Wioの場合、端子番号と割り込み番号の関係が多対1なのでdigitalPintoInterrupt()に変換をお願いしました。それ以外はピン番号を変更しただけです。
#define LEDPIN (3) #define TILTSW (2) volatile int swStat; void detectTilt() { swStat = 1; } void setup() { pinMode(LEDPIN, OUTPUT); pinMode(TILTSW, INPUT); attachInterrupt(digitalPinToInterrupt(TILTSW), detectTilt, FALLING); swStat = 0; digitalWrite(LEDPIN, HIGH); } void loop() { if (swStat == 1) { swStat = 0; digitalWrite(LEDPIN, LOW); } else { digitalWrite(LEDPIN, HIGH); } delay(1000); }
これにて動作OK。
M5StickCの場合
M5StickCの頭にでている「HAT」拡張用の3端子について割り込み受けられるのか全てやってみました。G26とG0は入出力、G36は入力専用ですが、全端子割り込み端子として使えました。ただし、割り込みソースと端子の関係は不明です。
M5StickCのコードとUnoやWio Terminalのコードはほとんど同じなのですが、決定的なところが1箇所違います。
attachInterrup()
の第1引数です。UnoやWioでは割り込み端子にしたいピン番号に対応づけられている割り込み番号を与える必要があったのですが、M5StickCでは、端子番号そのものを与えて初期化できました。割り込み番号(ベクタ)と端子の関係がちと分かりませぬ。しかしコードは動作します。

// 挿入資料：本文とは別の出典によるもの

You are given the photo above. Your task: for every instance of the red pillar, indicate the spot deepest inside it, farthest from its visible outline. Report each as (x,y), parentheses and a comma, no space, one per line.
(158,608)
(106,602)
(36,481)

#define LEDPIN (0) #define TILTSW (26) volatile int swStat; void detectTilt() { swStat = 1; } void setup() { pinMode(LEDPIN, OUTPUT); pinMode(TILTSW, INPUT); attachInterrupt(TILTSW, detectTilt, FALLING); swStat = 0; digitalWrite(LEDPIN, HIGH); } void loop() { if (swStat == 1) { swStat = 0; digitalWrite(LEDPIN, LOW); } else { digitalWrite(LEDPIN, HIGH); } delay(1000); }
傾斜センサ自体は、そんな受け側のソフトに関わりなくしっかり動作。まあいいか。